Neurocytoma cells can generate both astrocytes and neuron-like cells in culture. A, βIII-tubulin/TuJ1⁺ (red) cells of neuronal phenotype, in an unpassaged sample of cultured neurocytoma, after 5 d in vitro. B–D, GFAP⁺ astroglia (green) and TuJ1⁺ neuroblasts (red), in a second passage culture after 7, 14, and 21 DIV, respectively. Progressive time in vitro was accompanied by a relative expansion of astrocytic derivatives. No cells coexpressing GFAP and TuJ1 were ever seen. E, F, A culture double labeled at 56 DIV for TuJ1/βIII-tubulin and Hu, a postmitotic neuronal protein (Barami et al., 1995), revealed that many of the TuJ1⁺ cells (green) coexpressed Hu (red nuclei), indicating that neurocytoma cells continued to generate neuron-like cells for extended periods of time in vitro. Scale bar, 30 μm.

Figure 3.

Neurocytoma exhibits selective glial expansion in vitro. This neurocytoma was resected from a 20-year-old man, in which it presented as an intraventricular mass arising from the striatal wall.
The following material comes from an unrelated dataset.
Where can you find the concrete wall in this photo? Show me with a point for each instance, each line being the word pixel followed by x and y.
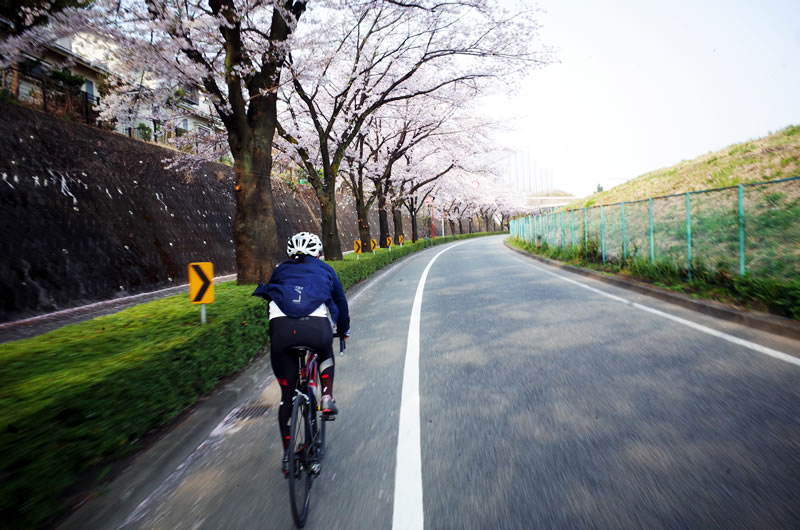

A–C, Neuron-like cells in a monolayer culture of this tumor, after 10 DIV. D–F, Subsequent passage revealed the selective expansion of a glial/progenitor phenotype. The generation of occasional neurons (E, arrow) in these cultures suggested their persistent competence as progenitor cells (21 DIV), although their bizarre morphology (D–F) suggested their anaplastic transformation. Scale bar, 25 μm.

Figure 4.

Neurocytoma can generate passageable neurospheres that give rise to neuron-like cells and astrocytes. A, B, Primary (A) and secondary (B) neurospheres derived from cultured neurocytoma, after monthly passages. C, Neurospheres expressed musashi (green) and nestin (red). D, E, Serial magnifications of secondary neurospheres generated from single CN cells, plated onto collagen to allow the migration of differentiated daughters (2 months in vitro). These secondary neurospheres exhibited emigration of both βIII-tubulin⁺/TuJ1⁺ neuron-like cells (green) and GFAP⁺ astrocytes (red). F, G, AdE/nestin:GFP infection revealed a cohort of GFP⁺ CN cells that transcriptionally activated the neuroepithelial enhancer of the nestin gene. Scale bars: A, B, 60 μm; C, E, 40 μm; D, 75 μm; F, G, 25 μm.

Figure 5.

Neurocytoma manifests a loss of imprinting of IGF2 concomitant with IGF2 overexpression. Neurocytoma, immunolabeled for the neuronal marker synaptophysin (red; A), coexpressed IGF-2 (green; B). Virtually all synaptophysin⁺ neurocytoma cells coexpressed IGF-2. DAPI, 4′,6′-Diamidino-2-phenylindole. C, Southern blotting of neurocytoma genomic DNA coupled with PCR of RNA derived from the same tumor revealed a loss of IGF2 imprinting in the one informative heterozygous case (AB; left). PCR revealed IGF2 transcripts generated from each of the two alleles (right); such a loss of IGF2 imprinting is associated with IGF2 overexpression (Ohlsson, 2004). Scale bar, 40 μm.

Figure 6.

Dysregulated IGF2 signaling in neurocytoma may regulate tumorigenesis. Differentially overexpressed genes in the IGF2 and wnt pathways, noted in yellow and blue, respectively. Our transcriptional analysis suggests that the genesis of CN from native progenitor cells may involve IGF2 overexpression, possibly via loss of imprinting, and excessive IGF2 receptor activation. We hypothesize that the IGF2 signal may cooperate with frizzled3 signaling to potentiate β-catenin translocation and signaling through TCF/LEF.